I am new to Python, and I think I may have gotten over my head with a project I started. I have an original dataset that comes in the form of an Excel spreadsheet that I'm importing as a dataframe. Each line of the dataframe is one status change from an individual transaction number, so each request makes up several lines of the data. I want to create a new dataframe that has 1 line for each transaction, with the columns being the time in the different statuses. Also, there may be multiple lines for the same status, which I would like to add together for a total.
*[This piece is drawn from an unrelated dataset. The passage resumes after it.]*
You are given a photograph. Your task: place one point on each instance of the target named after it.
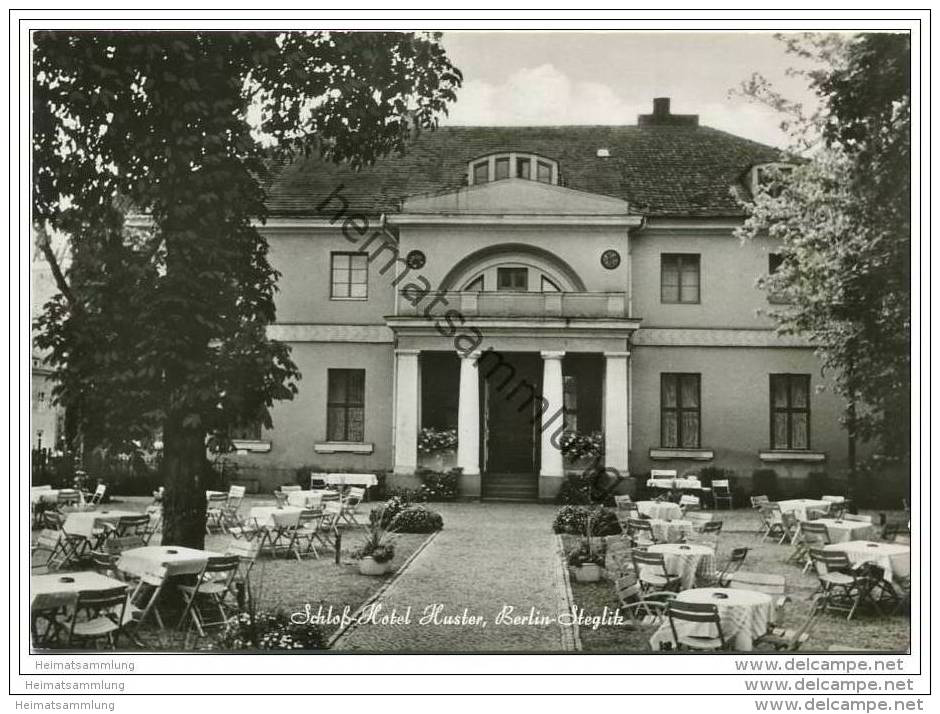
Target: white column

I'll Show an example input:
df | Tran num | Status | Sub Status | Category | Time in Status |
---|---|---|---|---|---|
0 | 1 | Ready | NaN | Cats | 1.5 |
1 | 1 | Set | Set1 | Cats | 23 |
2 | 1 | Set | Set2 | Cats | 20 |
3 | 1 | Go | NaN | Cats | 14 |
4 | 2 | OnMark | NaN | Dogs | 3.5 |
5 | 2 | Getset | GS 1 | Dogs | 25 |
6 | 2 | OnMark | NaN | Dogs | 2.5 |
7 | 2 | Getset | GS 1 | Dogs | 22 |
8 | 2 | Getset | GS 2 | Dogs | 15 |
9 | 2 | Getset | GS 3 | Dogs | 12 |
10 | 2 | Go | NaN | Dogs | 18 |
Desired Output:
df | Tran num | Category | T in Ready | T in Set | T in Go | T in Set1 | T in Set2 | T in OnMark | T in Getset |
---|---|---|---|---|---|---|---|---|---|
0 | 1 | Cats | 1.5 | 43 | 14 | 23 | 20 | NaN | NaN |
1 | 2 | Dogs | NaN | NaN | 18 | NaN | NaN | 2.5 | 49 |
I'm not sure why, but the table looks fine in the editor, but not when I post.
A couple of notes: I left out the sub-statuses for Tran num 2 for space, but would like that included. Basically any new status that comes up, I'd like to create a new column. Also, the dataset is roughly 300k+ lines.